Every Extend Extra
|Every Extend Extra|
|Publisher(s)||JP Bandai Namco Games
NA/PAL Buena Vista Games
|Genre(s)||Shoot 'em up|
Every Extend Extra is a redevelopment of the popular freeware game Every Extend, which was a personal project by Kanta Matsuhisa under her "Omega" pseudonym. Q Entertainment, as a 'boutique' developer, built on the concept.
The main difference between Every Extend Extra and the original game is the music. Much like director Tetsuya Mizuguchi's previous synesthesia-themed titles Lumines and Rez, Every Extend Extra's arcade mode sees the player advancing through stages, with each stage featuring different background and enemy designs, music, bosses and pace.
The player is unable to shoot, their only defense being to detonate their ship in the vicinity of the enemy.
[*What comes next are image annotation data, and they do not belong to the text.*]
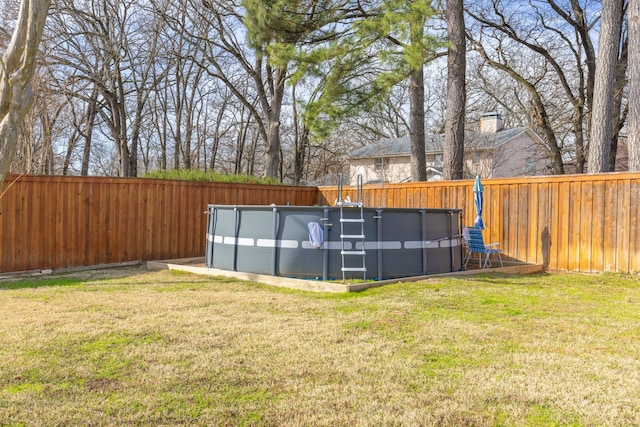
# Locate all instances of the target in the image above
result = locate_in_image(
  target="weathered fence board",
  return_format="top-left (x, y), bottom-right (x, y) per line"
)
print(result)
top-left (0, 176), bottom-right (318, 272)
top-left (0, 173), bottom-right (640, 273)
top-left (318, 173), bottom-right (640, 273)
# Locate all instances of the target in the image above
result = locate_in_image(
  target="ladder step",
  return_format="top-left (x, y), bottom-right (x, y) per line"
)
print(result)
top-left (340, 234), bottom-right (364, 239)
top-left (340, 251), bottom-right (367, 256)
top-left (340, 218), bottom-right (364, 223)
top-left (342, 267), bottom-right (367, 271)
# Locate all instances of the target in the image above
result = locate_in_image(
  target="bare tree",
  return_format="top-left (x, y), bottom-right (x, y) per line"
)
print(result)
top-left (0, 0), bottom-right (50, 188)
top-left (627, 0), bottom-right (640, 172)
top-left (589, 0), bottom-right (624, 173)
top-left (467, 0), bottom-right (626, 173)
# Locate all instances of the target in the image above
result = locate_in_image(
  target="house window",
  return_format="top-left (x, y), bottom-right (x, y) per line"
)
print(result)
top-left (473, 151), bottom-right (480, 165)
top-left (373, 157), bottom-right (389, 172)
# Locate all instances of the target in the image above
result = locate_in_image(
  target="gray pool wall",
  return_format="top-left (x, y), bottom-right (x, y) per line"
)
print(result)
top-left (205, 205), bottom-right (462, 280)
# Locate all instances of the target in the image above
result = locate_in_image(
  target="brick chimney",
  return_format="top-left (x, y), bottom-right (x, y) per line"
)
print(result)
top-left (480, 111), bottom-right (502, 133)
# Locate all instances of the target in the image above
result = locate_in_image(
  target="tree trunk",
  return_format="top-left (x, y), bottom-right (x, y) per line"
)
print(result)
top-left (80, 86), bottom-right (98, 176)
top-left (443, 0), bottom-right (467, 179)
top-left (409, 67), bottom-right (427, 181)
top-left (589, 0), bottom-right (623, 173)
top-left (0, 0), bottom-right (51, 189)
top-left (627, 0), bottom-right (640, 172)
top-left (264, 69), bottom-right (286, 178)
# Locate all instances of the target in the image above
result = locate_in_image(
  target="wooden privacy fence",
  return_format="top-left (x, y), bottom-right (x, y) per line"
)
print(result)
top-left (0, 176), bottom-right (318, 272)
top-left (318, 173), bottom-right (640, 273)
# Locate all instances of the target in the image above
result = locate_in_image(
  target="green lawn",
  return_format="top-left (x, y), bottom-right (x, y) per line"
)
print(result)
top-left (0, 269), bottom-right (640, 426)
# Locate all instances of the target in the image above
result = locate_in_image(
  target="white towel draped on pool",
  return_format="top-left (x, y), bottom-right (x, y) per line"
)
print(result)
top-left (307, 222), bottom-right (324, 249)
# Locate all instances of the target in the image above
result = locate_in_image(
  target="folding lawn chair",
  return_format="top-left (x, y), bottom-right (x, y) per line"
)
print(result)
top-left (462, 227), bottom-right (504, 268)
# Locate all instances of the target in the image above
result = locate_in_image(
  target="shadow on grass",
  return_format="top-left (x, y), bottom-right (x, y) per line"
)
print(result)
top-left (0, 266), bottom-right (147, 291)
top-left (0, 277), bottom-right (91, 291)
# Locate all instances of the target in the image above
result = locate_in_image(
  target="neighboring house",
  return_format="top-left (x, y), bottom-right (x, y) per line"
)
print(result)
top-left (349, 113), bottom-right (550, 183)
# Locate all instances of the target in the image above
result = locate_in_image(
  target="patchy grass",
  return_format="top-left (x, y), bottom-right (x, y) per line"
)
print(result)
top-left (0, 269), bottom-right (640, 426)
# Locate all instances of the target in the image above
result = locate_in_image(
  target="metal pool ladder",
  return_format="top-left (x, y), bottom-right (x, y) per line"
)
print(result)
top-left (337, 174), bottom-right (367, 281)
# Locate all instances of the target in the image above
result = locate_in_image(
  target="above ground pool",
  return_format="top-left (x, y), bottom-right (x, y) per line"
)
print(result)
top-left (205, 204), bottom-right (462, 280)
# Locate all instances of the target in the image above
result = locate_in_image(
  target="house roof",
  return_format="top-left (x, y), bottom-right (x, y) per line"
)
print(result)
top-left (351, 127), bottom-right (539, 159)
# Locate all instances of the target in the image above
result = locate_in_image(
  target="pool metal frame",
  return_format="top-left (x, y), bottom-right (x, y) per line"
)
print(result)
top-left (205, 204), bottom-right (463, 280)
Enemies appear in randomized patterns, and the aim is to position and detonate at the right moment, setting off a chain reaction of explosions and earning a combo bonus. Blowing oneself up takes away from one's overall 'stock', or number of bombs, with a new bomb being gained after the player gains a certain amount of points, which increases after each new bomb. Earning a considerable combo is key to replenishing the stock of lives, and so gameplay revolves around striking the correct balance between risk and reward.
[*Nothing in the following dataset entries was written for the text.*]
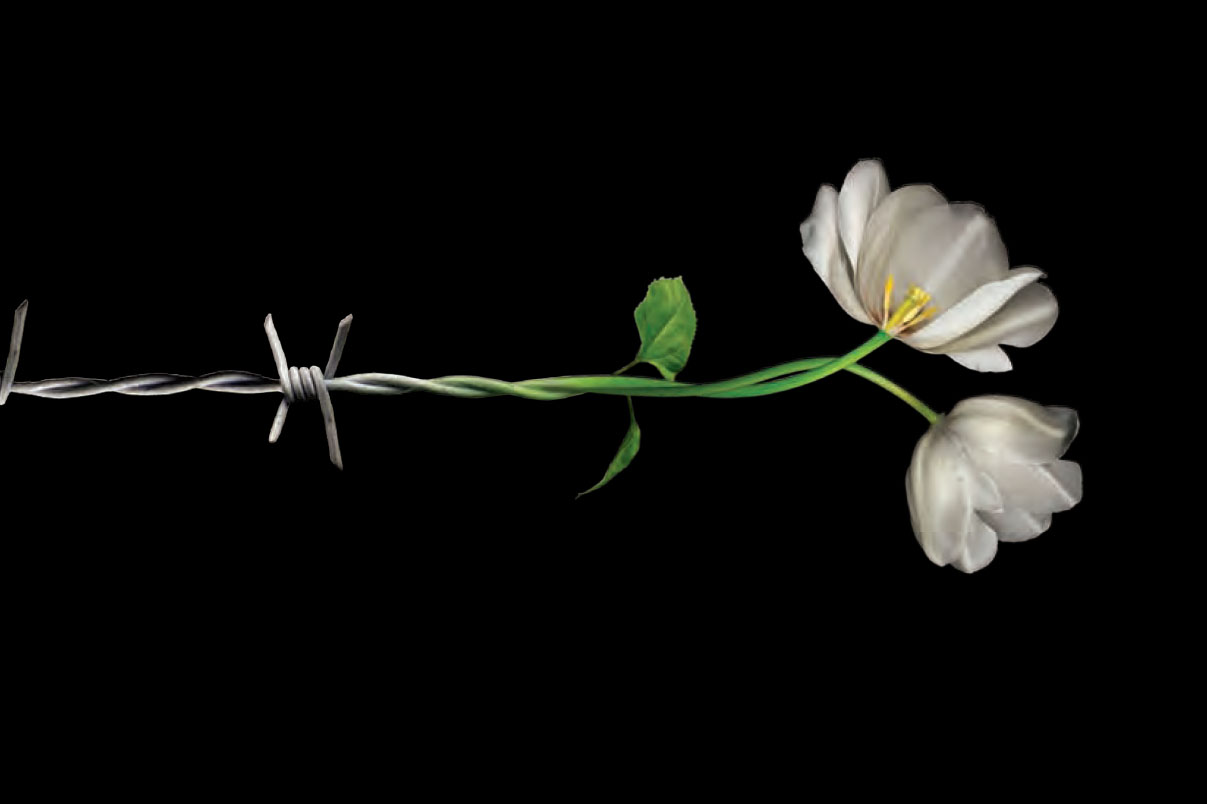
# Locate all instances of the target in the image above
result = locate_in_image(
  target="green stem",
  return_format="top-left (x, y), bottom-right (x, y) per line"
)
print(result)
top-left (417, 332), bottom-right (939, 424)
top-left (707, 357), bottom-right (939, 424)
top-left (514, 332), bottom-right (891, 397)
Every Extend Extra also adds varying explosion types to the Every Extend template, which can link chains in different ways, as well as a "charge" feature. By holding down the explosion button, the bomb is charged; the longer the button is held, the larger the blast radius, expanding the possibility for chaining explosions. Power-ups dropped by enemies increase the speed of both the player and the enemy, as well as the speed of that stage's music.
Each skin is played out to a time limit, with a boss character appearing at a set point towards the end. Rather than attacking the boss directly, the player relies on destroying the required number of regular enemies near the boss to cause a 'hit'.
Every Extend Extra has been well received. Edge magazine awarded the game 8/10 in their October 2006 issue. They cited an obtuse initial learning curve and a "defiant obscurity and the resulting barrier to entry" as its main hindrances, but concluded that, overall, the game was "an undeniably exhilarating dance".